JW: I think there’s a real beauty to the intimacies you create in your poems. They depict such wonderful, close friendships, and you’re right—the intimacy is offset by such isolation. I’m curious to know what’s next for you. We discussed your newfound love for critical prose, but what else is on the horizon; do you have a sense of where your poems are headed next?

DA: Not really. I just want to keep challenging myself. Let go of certain forms and subjects and try writing into new ones. Maybe I’ll finally learn how to write long poems. I’m hoping that writing prose might help me figure out how to go on at length.

JW: I always like to end these conversations by asking what excites you about the poetic conversation right now. There’s so much happening all over the world to get bogged down with, but there’s also such a vibrant poetic community I always find comfort in when I’m feeling overwhelmed. What’s exciting for you about poetry right now? Who are you reading and loving—any recommendations?

DA: The book I keep recommending lately is Rickey Laurentiis’s Death of the First Idea. I’m really in awe of it. Erudite and rigorous. Playful and sensual. Poems of moral and intellectual inquiry organized around an undeniable musicality. Her poem “Toward a Tall Lyric for Palestine (Or, Scratching the Harder Thinking)” is such an achievement. I need to get a copy of francine j. harris’s new chapbook the lord and barn. Kameryn Alexa Carter’s Antediluvian is an extraordinary debut, and I’m looking forward to Acie Clark’s Small Talk to debut later in the year. I’m also excited for Kyle Carrero Lopez’s Party Line and Phillip B. Williams’s Lift Every Voice. Shangyang Fang’s translations of Song dynasty poets in Study of Sorrow are electrifying. I’ve also loved Mary Helen Callier’s When the Horses, Moira Egan’s The Furies, Jzl Jmz’s Local Woman, and Yuki Tanaka’s Chronicle of Drifting

JW: Wonderful! I always love when I can come away from these conversations with some recommendations from folks I admire. Thank you for spending some time with me to chat!
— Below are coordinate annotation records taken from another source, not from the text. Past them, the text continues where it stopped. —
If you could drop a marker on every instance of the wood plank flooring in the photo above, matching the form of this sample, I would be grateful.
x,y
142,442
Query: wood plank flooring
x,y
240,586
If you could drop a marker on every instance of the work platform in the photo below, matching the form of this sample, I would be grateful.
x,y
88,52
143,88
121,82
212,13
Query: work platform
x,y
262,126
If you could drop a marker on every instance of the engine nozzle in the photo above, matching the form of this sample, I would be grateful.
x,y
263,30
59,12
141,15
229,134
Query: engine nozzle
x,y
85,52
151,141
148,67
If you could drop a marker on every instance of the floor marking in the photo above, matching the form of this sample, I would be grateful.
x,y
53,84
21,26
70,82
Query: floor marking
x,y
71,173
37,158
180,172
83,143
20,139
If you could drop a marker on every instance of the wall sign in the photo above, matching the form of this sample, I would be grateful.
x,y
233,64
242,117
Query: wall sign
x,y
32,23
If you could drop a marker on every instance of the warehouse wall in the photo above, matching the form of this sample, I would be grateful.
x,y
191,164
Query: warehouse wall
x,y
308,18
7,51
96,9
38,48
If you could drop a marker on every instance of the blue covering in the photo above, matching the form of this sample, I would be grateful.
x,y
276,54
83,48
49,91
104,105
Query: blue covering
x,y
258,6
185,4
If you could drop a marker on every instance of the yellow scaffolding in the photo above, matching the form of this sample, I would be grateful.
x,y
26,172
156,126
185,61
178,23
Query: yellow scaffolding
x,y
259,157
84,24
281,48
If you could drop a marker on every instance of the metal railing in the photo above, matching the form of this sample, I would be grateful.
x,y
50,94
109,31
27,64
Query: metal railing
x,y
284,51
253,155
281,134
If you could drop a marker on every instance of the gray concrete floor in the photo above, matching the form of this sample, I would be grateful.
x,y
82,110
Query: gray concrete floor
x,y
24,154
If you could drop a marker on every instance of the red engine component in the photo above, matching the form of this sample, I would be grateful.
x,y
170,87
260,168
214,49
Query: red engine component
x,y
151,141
DA: There’s so much great writing being done, and I love to share what’s been exciting me lately. Thanks again for these great questions. It’s been a delight talking with you!


Jim Whiteside is the author of Another Man (University of Wisconsin Press, 2026), winner of the Felix Pollak Prize in Poetry, and a chapbook, Writing Your Name on the Glass (Bull City Press, 2019). His poems appear in The New York Times, POETRY, The Atlantic, Ploughshares, and Boston Review. A former Wallace Stegner Fellow at Stanford University, he teaches creative writing at Sewanee: The University of the South.